» Articles » PMID: 39974609

Dynamic Visualization of Computer-Aided Peptide Design for Cancer Therapeutics

Overview
Specialty Pharmacology
Date 2025 Feb 20
PMID 39974609
Authors
Affiliations
Soon will be listed here.
Abstract

Purpose: Cancer stands as a significant global public health concern, with traditional therapies potentially yielding severe side effects. Peptide-based cancer therapy is increasingly employed for diseases like cancer due to its advantages of excellent targeting, biocompatibility, and convenient synthesis.
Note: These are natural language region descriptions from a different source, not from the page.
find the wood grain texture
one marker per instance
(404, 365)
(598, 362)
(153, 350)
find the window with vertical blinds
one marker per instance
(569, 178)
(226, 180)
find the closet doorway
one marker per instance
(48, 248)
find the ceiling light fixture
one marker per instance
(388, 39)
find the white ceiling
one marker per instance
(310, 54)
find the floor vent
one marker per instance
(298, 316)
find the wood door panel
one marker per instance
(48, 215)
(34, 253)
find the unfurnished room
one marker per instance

With advancements in computer technology and bioinformatics, rational design strategies based on computer technology have been employed to develop more cost-effective and potent anticancer peptides (ACPs). This study aims to explore the current status, hotspots, and future trends in the field of computer-aided design of peptides for cancer treatment through a bibliometric analysis.

Methods: A total of 1547 relevant publications published from 2006 to 2024 were collected from the Web of Science Core Collection. Bibliometric analysis was conducted using tools like CiteSpace, VOSviewer, Bibliometrix, Origin, and an online bibliometric platform.

Results: The research in this field has shown a steady growth trend, with the United States and China making the most significant contributions. Currently, ACP research mainly focuses on cell-penetrating peptides related to drug delivery, which are expected to become future research hotspots. Beyond that, peptide vaccines associated with immunotherapy are also worthy of attention. In addition, molecular dynamics simulation and molecular docking are currently popular research methods. At the same time, deep learning is the emerging keyword, indicating its potential for a more significant impact on future peptide design.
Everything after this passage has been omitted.